Interrogé sous couvert d’anonymat, un politologue burundais y voit la preuve que « le pouvoir, qui fait face à une crise socio-économique sans précédent, a tout mis en œuvre pour écarter Agathon Rwasa de la course électorale car celui-ci est considéré par une partie de la population comme une alternative crédible ». Un constat partagé par de nombreux observateurs de la vie politique burundaise.
Vers un recours devant la justice, mais peu d’espoir
Face à cette éviction qui fait polémique, l’opposition dispose maintenant de deux jours pour déposer un recours auprès de la Cour constitutionnelle. Cette dernière aura ensuite huit jours pour rendre sa décision, avant la publication par la Ceni de la liste définitive des candidats retenus le 13 janvier.
Mais peu d’observateurs croient à un retournement de situation. « La Cour constitutionnelle est notoirement acquise au pouvoir en place, il est très peu probable qu’elle invalide la décision de la Ceni », confie une source proche des milieux juridiques burundais. Une analyse guère optimiste quant aux chances de voir Agathon Rwasa et ses alliés réintégrer la course aux législatives.
L’opposition burundaise face à un avenir incertain
Si cette exclusion venait à être confirmée, elle porterait un coup très rude aux espoirs de l’opposition de peser sur les prochaines échéances électorales. Privée de son leader le plus charismatique et de plusieurs autres figures de proue, celle-ci devra redoubler d’efforts et d’imagination pour continuer à se faire entendre et à incarner une alternative crédible.
Plus largement, c’est la question de l’équité et de la sincérité du processus électoral au Burundi qui se trouve une nouvelle fois posée. Alors que le pays peine toujours à tourner la page des violences et des tensions politiques des dernières années, cette décision controversée risque d’attiser les frustrations et de saper un peu plus la confiance, déjà bien entamée, dans les institutions.
Reste à voir comment la communauté internationale, qui suit de près la situation au Burundi, réagira à ce nouveau développement.

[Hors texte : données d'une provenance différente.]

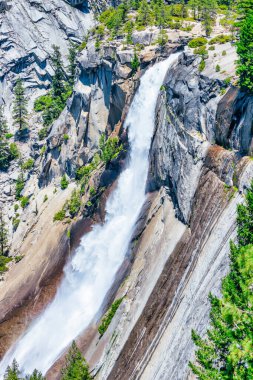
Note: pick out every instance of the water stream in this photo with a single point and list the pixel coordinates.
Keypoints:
(90, 273)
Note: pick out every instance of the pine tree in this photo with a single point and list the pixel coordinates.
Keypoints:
(58, 87)
(72, 62)
(144, 16)
(36, 375)
(76, 367)
(244, 7)
(4, 146)
(208, 14)
(12, 372)
(20, 106)
(195, 6)
(226, 352)
(244, 50)
(3, 236)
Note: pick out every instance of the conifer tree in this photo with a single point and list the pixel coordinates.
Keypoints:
(72, 62)
(76, 367)
(208, 14)
(4, 146)
(144, 17)
(244, 50)
(3, 236)
(20, 106)
(12, 372)
(226, 352)
(59, 74)
(36, 375)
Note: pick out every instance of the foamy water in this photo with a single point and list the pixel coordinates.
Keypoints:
(90, 273)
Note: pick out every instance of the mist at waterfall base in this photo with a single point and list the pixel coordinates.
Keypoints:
(90, 273)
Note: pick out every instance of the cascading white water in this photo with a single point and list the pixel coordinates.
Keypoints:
(90, 273)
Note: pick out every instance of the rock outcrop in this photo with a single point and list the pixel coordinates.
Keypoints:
(204, 183)
(28, 30)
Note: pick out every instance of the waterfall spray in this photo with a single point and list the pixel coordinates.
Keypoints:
(90, 273)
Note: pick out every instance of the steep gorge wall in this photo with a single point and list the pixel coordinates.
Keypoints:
(204, 182)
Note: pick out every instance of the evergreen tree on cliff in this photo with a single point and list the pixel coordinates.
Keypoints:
(59, 76)
(4, 147)
(3, 236)
(208, 14)
(12, 372)
(20, 106)
(76, 367)
(226, 353)
(245, 47)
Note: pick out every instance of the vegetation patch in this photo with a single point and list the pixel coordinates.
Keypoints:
(106, 320)
(226, 352)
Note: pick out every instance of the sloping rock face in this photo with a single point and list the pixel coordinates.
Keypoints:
(28, 29)
(203, 182)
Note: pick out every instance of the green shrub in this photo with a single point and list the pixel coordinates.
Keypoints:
(20, 184)
(74, 203)
(82, 46)
(106, 320)
(24, 201)
(43, 150)
(64, 182)
(197, 42)
(84, 171)
(14, 152)
(201, 51)
(3, 263)
(15, 221)
(92, 191)
(43, 132)
(76, 367)
(162, 38)
(226, 350)
(18, 258)
(221, 39)
(202, 65)
(8, 136)
(43, 102)
(59, 216)
(28, 164)
(110, 148)
(135, 63)
(227, 81)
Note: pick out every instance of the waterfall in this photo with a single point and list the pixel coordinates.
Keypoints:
(90, 272)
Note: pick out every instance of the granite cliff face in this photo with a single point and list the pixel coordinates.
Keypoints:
(28, 29)
(197, 182)
(199, 170)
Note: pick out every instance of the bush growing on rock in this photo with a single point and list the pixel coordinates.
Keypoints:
(20, 184)
(28, 164)
(110, 148)
(221, 39)
(226, 352)
(201, 51)
(202, 65)
(59, 216)
(76, 367)
(197, 42)
(109, 316)
(24, 201)
(64, 182)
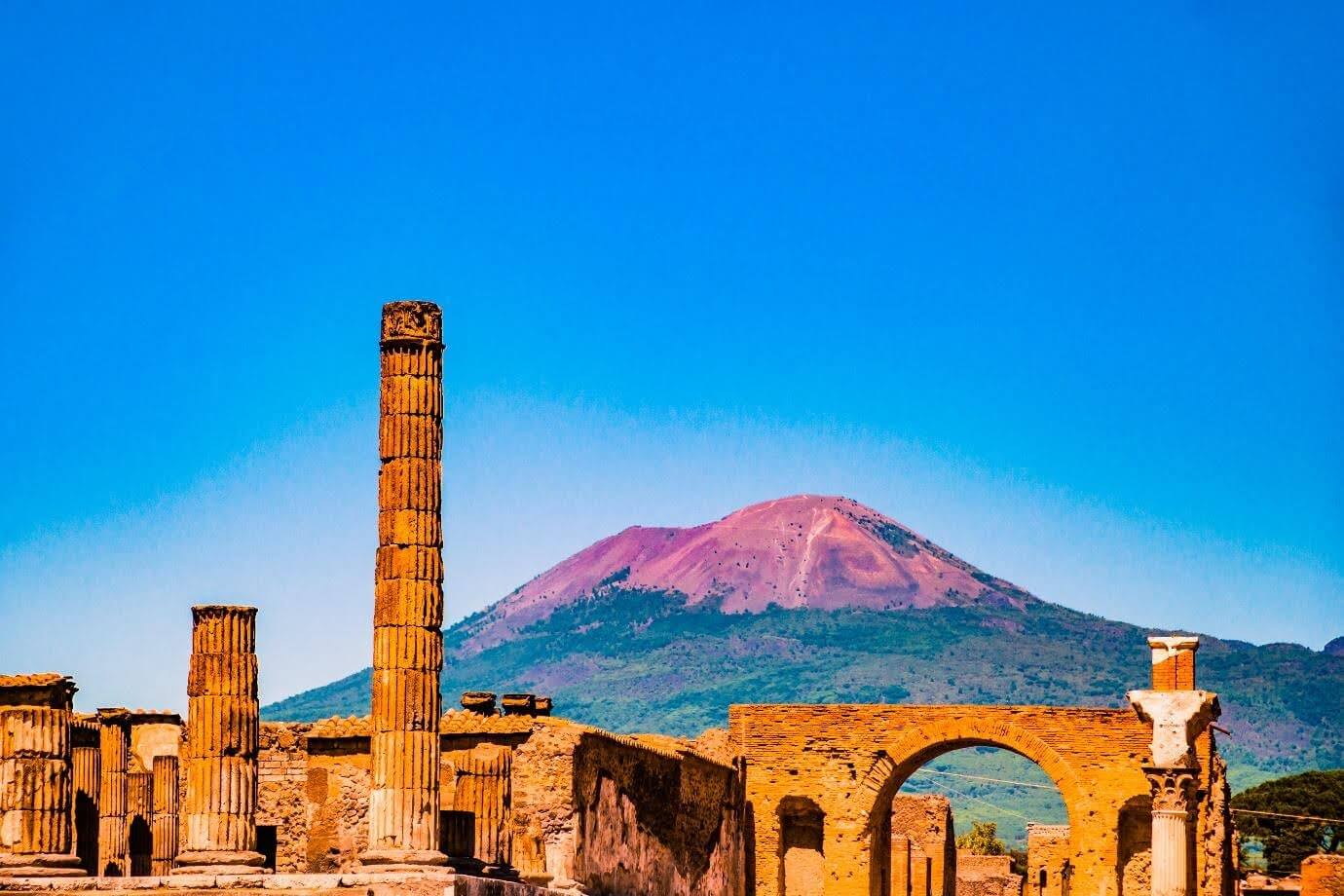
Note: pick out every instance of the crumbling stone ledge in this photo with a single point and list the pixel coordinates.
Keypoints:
(429, 882)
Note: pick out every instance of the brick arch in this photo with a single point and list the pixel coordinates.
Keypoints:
(906, 755)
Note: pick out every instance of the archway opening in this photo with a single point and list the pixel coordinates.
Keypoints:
(141, 848)
(971, 811)
(802, 839)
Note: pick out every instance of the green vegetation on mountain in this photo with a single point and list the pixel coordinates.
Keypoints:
(1284, 841)
(644, 659)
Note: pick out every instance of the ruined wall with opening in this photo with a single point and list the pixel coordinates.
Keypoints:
(656, 821)
(849, 760)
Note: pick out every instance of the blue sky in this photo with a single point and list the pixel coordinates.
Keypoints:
(1058, 286)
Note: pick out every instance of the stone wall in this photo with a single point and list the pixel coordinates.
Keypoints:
(656, 822)
(281, 793)
(1047, 854)
(1323, 877)
(986, 875)
(926, 820)
(852, 758)
(524, 787)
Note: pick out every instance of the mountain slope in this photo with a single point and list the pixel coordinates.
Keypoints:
(802, 551)
(636, 633)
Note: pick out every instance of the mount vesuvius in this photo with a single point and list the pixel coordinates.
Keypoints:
(821, 599)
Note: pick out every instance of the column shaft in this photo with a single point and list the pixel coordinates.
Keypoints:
(407, 591)
(35, 793)
(166, 814)
(1173, 792)
(87, 779)
(222, 740)
(114, 744)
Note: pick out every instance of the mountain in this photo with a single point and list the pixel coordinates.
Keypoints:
(824, 599)
(803, 551)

Plusieurs chancelleries occidentales avaient déjà fait part de leurs inquiétudes quant aux dérives autoritaires du régime ces derniers mois. L’éviction d’Agathon Rwasa pourrait les conduire à accentuer leur pression, au risque d’une nouvelle escalade diplomatique.
Une chose est sûre : l’avenir politique du Burundi s’annonce plus que jamais incertain. Et le chemin vers l’apaisement, la réconciliation et la consolidation démocratique semble encore long et semé d’embûches. Dans ce contexte, le sort d’Agathon Rwasa apparaît comme un baromètre révélateur des défis immenses qui attendent encore le pays.